Il contributo di Goldschmied all’industria non si limitò allo stile, ma toccò profondamente la tecnologia produttiva. Si deve a lui la diffusione della tecnica stonewash, quel particolare lavaggio con pietre abrasive che conferisce ai jeans l’aspetto vissuto tanto amato dai consumatori. Sperimentò incessantemente con fibre innovative, introducendo l’uso del Tencel e perfezionando il denim stretch, un’innovazione che ha radicalmente migliorato il comfort e la vestibilità del pantalone blu, rendendolo adatto a ogni tipo di silhouette. La sua visione prevedeva un futuro dove il jeans non era più un semplice capo sportivo, ma un elemento centrale delle collezioni di alta moda, come dimostrato dalle successive collaborazioni con case prestigiose del calibro di Gucci e Stella McCartney.

La sfida della sostenibilità ambientale

Negli ultimi anni della sua carriera, l’ossessione di Goldschmied si era spostata verso la protezione del pianeta. Era profondamente consapevole dell’enorme impronta ecologica della sua industria e non faceva mistero del fatto che la produzione di un solo paio di pantaloni richiedesse migliaia di litri d’acqua. La sua ultima grande sfida fu la ricerca del jeans a impatto zero, un obiettivo che perseguiva con la stessa energia degli esordi.

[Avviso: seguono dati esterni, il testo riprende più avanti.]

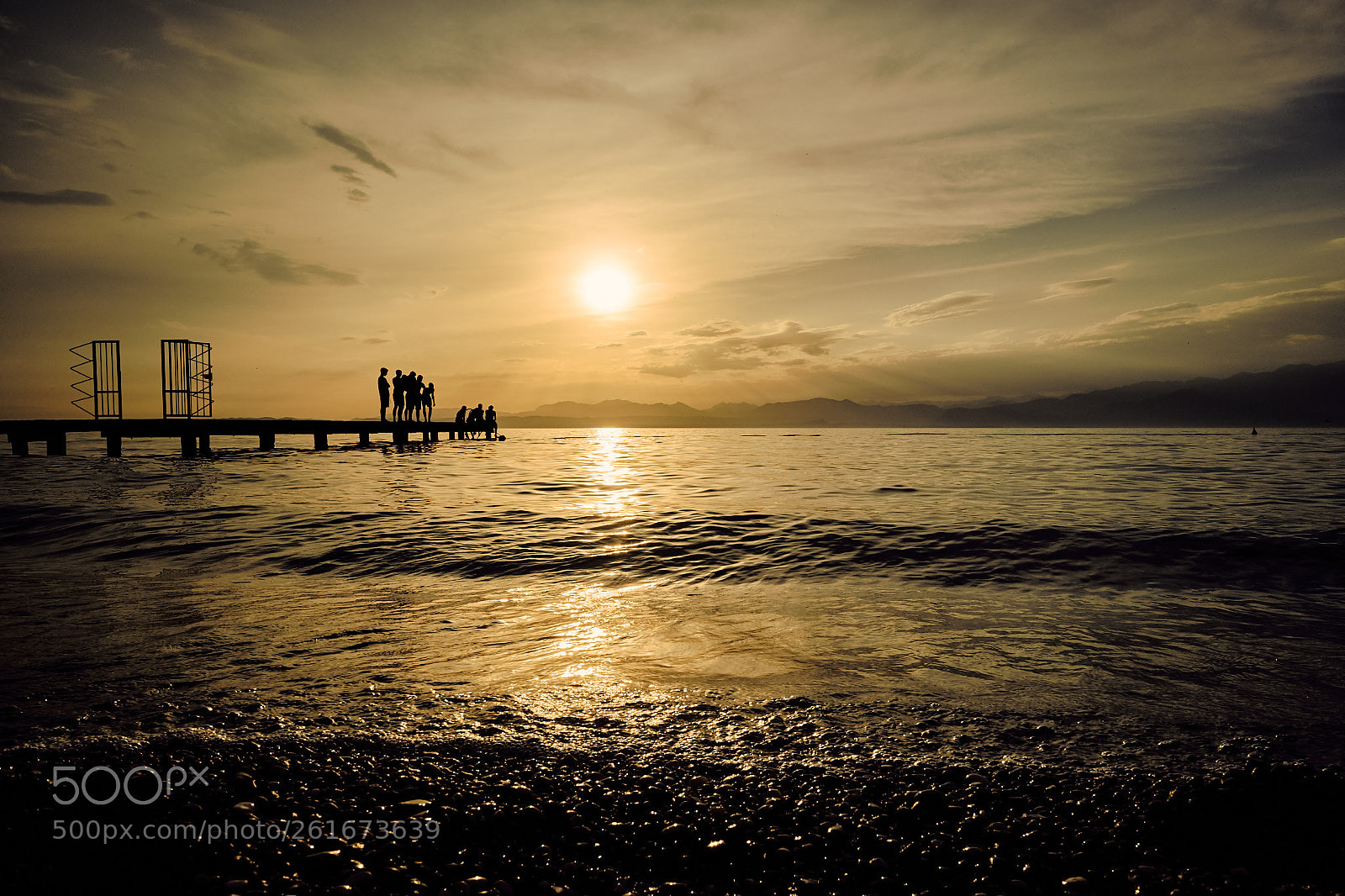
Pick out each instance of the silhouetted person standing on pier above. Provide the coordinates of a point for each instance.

Collaborò attivamente con la Jean School di Amsterdam per formare giovani designer consapevoli dell’importanza della tracciabilità e del riciclo dei materiali. Per lui, la rivoluzione della moda doveva ricalcare quella avvenuta nel settore alimentare, mettendo al centro la trasparenza dei processi e la responsabilità sociale delle imprese per garantire un futuro alle nuove generazioni.